The Gunwinyguan languages (Gunwinjguan, Gunwingguan), also core Gunwinyguan or Gunwinyguan proper, are a possible branch of a large language family of Australian Aboriginal languages in Arnhem Land, northern Australia. The most populous language is Kunwinjku, with some 1500 speakers.

Gunwinyguan languages have a fortis–lenis contrast in plosive consonants. Lenis/short plosives have weak contact and intermittent voicing, while fortis/long plosives have full closure, a more powerful release burst, and no voicing.

Languages
The list here is based on Green (2003).  However, Green believes the similarities among these languages are due to shared retentions from Proto-Arnhem, and are not indicative of an exclusive relationship between them.

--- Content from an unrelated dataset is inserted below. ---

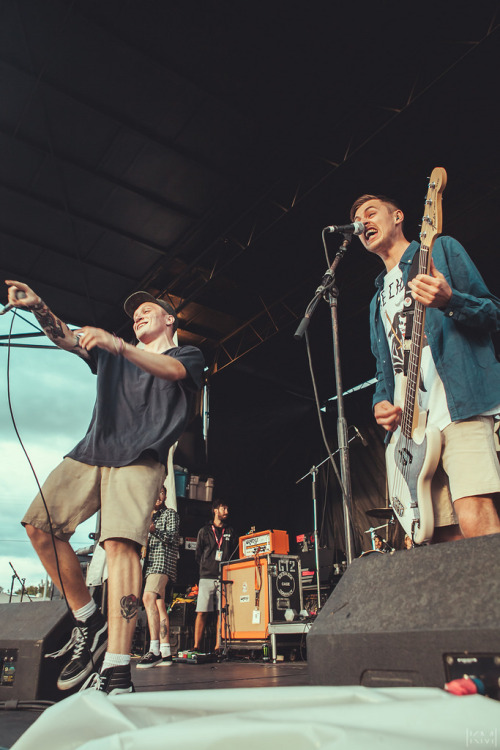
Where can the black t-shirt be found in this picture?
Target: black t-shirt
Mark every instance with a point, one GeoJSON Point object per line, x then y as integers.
{"type": "Point", "coordinates": [135, 411]}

Gunwinggic: Kunwinjku (Gunwinggu), Kunbarlang
Jawoyn (Djauan)
Dalabon (Ngalkbun)
Jala (Rembarngic): Rembarrnga, Ngalakgan
Warrayic: Waray, Uwinymil

Yangmanic had once been included, but has been removed from recent classifications. Various other languages appear to be related to this Gunwinyguan core. This larger family is sometimes also called Gunwinyguan, but more unambiguously Macro-Gunwinyguan or Arnhem.